Powell, in his final trip to a region where his efforts to move the peace process forward were repeatedly frustrated, said he was pleased with the renewed "level of coordination and cooperation" between Israelis and Palestinians in recent days.
"The Israeli authorities said to me ... they will do everything that they can to permit freedom of movement and access for candidates as well as for voters on election day, and both sides seem confident that they'll be able to work out a solution," Powell told reporters during a stop in the West Bank city of Jericho to visit a voter registration station.
Israeli and Palestinian officials will meet soon to discuss the specifics of Palestinian needs to facilitate the election of a Palestinian Authority president on Jan. 9, Israeli Prime Minister Ariel Sharon told a parliamentary security committee Monday. U.S. officials have said they hope the vote will be a turning point for the stalled peace process known as the road map.

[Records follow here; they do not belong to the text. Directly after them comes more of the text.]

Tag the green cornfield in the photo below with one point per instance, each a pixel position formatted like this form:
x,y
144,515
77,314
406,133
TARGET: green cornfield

Powell said he had also won agreement from Israel to find a way to allow Palestinians living in East Jerusalem to vote. Israeli officials, who initially had ruled out permitting residents of the Israeli-annexed, Palestinian-populated area to participate in the election, now say East Jerusalemites will be allowed to cast absentee ballots which can be counted in the election.
Abbas committee's unanimous candidate
JERUSALEM - The most important decision about who will run for president of the Palestinian Authority was made Monday by the 15 members of the Fatah movement's Central Committee, who nominated former Prime Minister Mahmoud Abbas, 69, as Fatah's presidential candidate for the Jan. 9 election.

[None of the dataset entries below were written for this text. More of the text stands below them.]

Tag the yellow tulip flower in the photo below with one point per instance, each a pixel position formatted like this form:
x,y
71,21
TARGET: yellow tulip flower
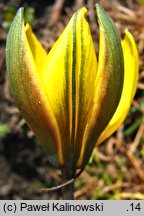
x,y
70,101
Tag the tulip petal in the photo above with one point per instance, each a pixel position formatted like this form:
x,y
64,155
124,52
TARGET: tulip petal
x,y
27,89
108,84
38,52
69,78
130,84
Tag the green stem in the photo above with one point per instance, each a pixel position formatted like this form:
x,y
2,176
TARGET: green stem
x,y
68,190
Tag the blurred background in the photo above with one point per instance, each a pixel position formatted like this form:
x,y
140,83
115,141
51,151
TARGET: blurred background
x,y
116,168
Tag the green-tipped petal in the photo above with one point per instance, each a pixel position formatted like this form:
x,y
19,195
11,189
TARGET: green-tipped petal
x,y
38,52
69,76
130,84
27,88
108,84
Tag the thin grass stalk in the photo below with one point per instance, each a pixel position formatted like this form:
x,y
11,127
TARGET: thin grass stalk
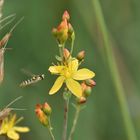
x,y
129,128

The unanimous choice by the Central Committee members - almost all in their sixties and seventies, and all elected to their posts 15 years ago - was an emphatic declaration by the so-called old guard of Fatah, the political organization founded by Yasser Arafat more than 40 years ago, not to turn over the leadership reins to a younger generation agitating for power.
Israeli officer charged in death of Palestinian girl
JERUSALEM - Military prosecutors on Monday charged an army captain with five separate offenses after fellow soldiers accused him of repeatedly shooting a 13-year-old Palestinian schoolgirl to make sure that she was dead. The girl, Iman al-Hams, was killed in the Gaza Strip on Oct. 5 as she approached an Israeli military outpost.